Kindness: God’s love is a practical love, at work on my behalf in ways that extend beyond the essentials, overflowing into extras that will make my moments a little more special.
Unfailing kindness: I don’t need to fear that this is a honeymoon, that God's kindness will disappear once he has me hooked. His kindness will not fail. It’s a kindness that paints even ordinary moments (if there are such things) with extraordinary glimpses of beauty, wakening me to newly painted ferns frosted on the windows and sparkles strewn across the grass. It’s mercy new every morning, touching even the coldest and most barren of places with the tender truth of his love.

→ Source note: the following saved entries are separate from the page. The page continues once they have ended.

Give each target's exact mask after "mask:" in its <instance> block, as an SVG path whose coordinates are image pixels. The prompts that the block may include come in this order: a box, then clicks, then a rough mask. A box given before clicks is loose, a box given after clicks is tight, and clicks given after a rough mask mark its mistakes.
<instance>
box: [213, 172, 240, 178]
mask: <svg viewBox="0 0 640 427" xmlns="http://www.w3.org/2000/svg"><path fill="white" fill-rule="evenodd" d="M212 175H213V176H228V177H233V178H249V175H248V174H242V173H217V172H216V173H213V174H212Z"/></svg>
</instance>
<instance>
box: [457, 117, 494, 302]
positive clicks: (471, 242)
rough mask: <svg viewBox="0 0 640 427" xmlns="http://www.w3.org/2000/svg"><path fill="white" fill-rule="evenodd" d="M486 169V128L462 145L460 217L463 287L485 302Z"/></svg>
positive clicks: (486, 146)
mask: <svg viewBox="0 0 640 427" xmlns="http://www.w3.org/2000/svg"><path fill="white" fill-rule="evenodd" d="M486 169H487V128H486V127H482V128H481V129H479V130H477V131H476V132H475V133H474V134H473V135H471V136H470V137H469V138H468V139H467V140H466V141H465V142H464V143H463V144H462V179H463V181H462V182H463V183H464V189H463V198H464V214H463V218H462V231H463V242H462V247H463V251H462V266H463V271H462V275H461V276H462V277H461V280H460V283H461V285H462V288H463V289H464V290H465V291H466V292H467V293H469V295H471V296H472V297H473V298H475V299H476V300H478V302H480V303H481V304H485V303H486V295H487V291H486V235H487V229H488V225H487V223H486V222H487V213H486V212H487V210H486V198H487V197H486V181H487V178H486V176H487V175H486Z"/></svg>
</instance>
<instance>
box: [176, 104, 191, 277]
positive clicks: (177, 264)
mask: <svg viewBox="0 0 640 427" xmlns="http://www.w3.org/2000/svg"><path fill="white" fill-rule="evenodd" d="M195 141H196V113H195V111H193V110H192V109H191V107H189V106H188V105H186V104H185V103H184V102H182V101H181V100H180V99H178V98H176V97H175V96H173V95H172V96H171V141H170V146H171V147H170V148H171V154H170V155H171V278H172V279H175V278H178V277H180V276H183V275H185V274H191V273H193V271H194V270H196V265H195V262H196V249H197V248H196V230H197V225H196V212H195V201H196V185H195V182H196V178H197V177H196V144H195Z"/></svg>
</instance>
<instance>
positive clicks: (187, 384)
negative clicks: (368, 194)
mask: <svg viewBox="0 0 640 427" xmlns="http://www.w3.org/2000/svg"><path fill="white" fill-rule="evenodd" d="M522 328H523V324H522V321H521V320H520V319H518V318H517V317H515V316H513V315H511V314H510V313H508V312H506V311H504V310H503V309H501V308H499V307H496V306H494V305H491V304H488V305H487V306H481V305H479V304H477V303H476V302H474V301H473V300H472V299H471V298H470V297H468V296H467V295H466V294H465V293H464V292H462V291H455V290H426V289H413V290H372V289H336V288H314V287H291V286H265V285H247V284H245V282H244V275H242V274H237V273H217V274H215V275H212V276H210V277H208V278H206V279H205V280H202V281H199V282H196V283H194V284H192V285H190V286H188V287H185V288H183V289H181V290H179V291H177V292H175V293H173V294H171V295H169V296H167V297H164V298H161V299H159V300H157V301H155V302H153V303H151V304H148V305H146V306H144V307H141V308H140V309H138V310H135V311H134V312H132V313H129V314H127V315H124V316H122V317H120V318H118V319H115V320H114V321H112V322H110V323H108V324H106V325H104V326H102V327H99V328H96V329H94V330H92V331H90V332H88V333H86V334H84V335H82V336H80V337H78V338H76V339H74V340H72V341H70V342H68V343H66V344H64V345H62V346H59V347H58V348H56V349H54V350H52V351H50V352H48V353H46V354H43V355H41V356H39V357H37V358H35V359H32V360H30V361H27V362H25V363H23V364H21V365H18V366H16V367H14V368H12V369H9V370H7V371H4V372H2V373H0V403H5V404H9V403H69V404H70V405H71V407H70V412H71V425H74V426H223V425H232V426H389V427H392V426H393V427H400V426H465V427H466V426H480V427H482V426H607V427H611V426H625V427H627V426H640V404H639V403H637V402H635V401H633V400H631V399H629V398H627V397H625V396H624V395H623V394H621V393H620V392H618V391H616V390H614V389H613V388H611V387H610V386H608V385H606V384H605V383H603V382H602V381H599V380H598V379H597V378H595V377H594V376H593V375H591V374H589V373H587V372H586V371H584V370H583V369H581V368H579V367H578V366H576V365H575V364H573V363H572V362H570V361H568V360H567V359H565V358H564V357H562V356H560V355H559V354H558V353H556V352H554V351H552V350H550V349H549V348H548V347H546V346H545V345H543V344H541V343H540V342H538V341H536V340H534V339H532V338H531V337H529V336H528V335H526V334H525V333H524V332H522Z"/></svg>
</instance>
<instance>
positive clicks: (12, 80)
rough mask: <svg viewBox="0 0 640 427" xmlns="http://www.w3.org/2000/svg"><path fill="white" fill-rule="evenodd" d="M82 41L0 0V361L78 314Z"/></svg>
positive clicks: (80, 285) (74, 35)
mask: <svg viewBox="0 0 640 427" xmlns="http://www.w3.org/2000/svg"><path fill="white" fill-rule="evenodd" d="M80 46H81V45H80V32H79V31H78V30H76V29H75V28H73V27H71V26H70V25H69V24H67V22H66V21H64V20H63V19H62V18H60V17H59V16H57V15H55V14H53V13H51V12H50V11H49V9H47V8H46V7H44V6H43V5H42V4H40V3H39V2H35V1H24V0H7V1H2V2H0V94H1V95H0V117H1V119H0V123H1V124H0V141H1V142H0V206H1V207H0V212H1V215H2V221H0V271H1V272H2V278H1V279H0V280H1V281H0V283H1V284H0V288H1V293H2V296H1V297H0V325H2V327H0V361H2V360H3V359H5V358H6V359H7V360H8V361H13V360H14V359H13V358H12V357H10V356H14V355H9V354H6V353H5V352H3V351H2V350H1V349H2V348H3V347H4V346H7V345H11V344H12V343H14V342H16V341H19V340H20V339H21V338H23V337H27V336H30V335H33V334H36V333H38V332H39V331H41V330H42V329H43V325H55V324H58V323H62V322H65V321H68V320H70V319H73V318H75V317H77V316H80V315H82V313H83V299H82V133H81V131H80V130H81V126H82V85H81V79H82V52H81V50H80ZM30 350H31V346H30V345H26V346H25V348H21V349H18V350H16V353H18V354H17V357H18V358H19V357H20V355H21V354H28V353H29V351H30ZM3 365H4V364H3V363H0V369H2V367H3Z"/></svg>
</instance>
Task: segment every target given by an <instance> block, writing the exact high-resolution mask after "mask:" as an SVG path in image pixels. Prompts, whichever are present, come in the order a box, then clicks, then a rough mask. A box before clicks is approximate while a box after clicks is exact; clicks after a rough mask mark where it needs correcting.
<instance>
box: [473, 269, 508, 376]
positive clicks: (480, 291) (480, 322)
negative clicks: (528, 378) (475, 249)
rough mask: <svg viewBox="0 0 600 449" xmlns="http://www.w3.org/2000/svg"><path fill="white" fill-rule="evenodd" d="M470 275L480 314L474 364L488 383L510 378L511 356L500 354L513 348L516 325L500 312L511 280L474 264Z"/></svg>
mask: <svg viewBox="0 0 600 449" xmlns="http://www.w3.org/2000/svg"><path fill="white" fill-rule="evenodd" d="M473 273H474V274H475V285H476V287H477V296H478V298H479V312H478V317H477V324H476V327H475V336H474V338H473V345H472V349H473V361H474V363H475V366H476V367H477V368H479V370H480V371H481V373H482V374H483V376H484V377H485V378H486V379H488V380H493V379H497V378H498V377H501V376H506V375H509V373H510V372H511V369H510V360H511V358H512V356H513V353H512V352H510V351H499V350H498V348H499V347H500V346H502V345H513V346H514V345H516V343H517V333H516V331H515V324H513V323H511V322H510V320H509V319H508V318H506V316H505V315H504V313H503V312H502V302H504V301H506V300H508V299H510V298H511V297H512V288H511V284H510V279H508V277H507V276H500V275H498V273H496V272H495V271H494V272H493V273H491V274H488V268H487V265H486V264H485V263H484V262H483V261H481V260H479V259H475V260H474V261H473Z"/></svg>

It’s a kindness that arranged (even in this busy travel season with mostly full flights) for two empty seats beside mine on the five-hour Toronto-Vancouver segment of my return flight, offering space for me to stretch out and nap between a lovely but busy time with family and a return to house-hunting and packing. It’s a kindness that is going before me into the future, an unfailing kindness that I can trust even when I don’t yet see exactly how that unfailing kindness is shaping the future.
The certainty of that unfailing kindness is freeing me to enter this new year with deep joy, trusting the truth of the words written on the front of the journal my sister gave me for Christmas, words that showed up again in a hand-written card from a friend: The best is yet to come. That statement doesn't imply the absence of challenge or suffering. It does declare that no matter what this year holds, there is someone stronger entering it with me, inviting me deeper into his heart that beats with unfailing kindness, bringing beauty wherever he goes.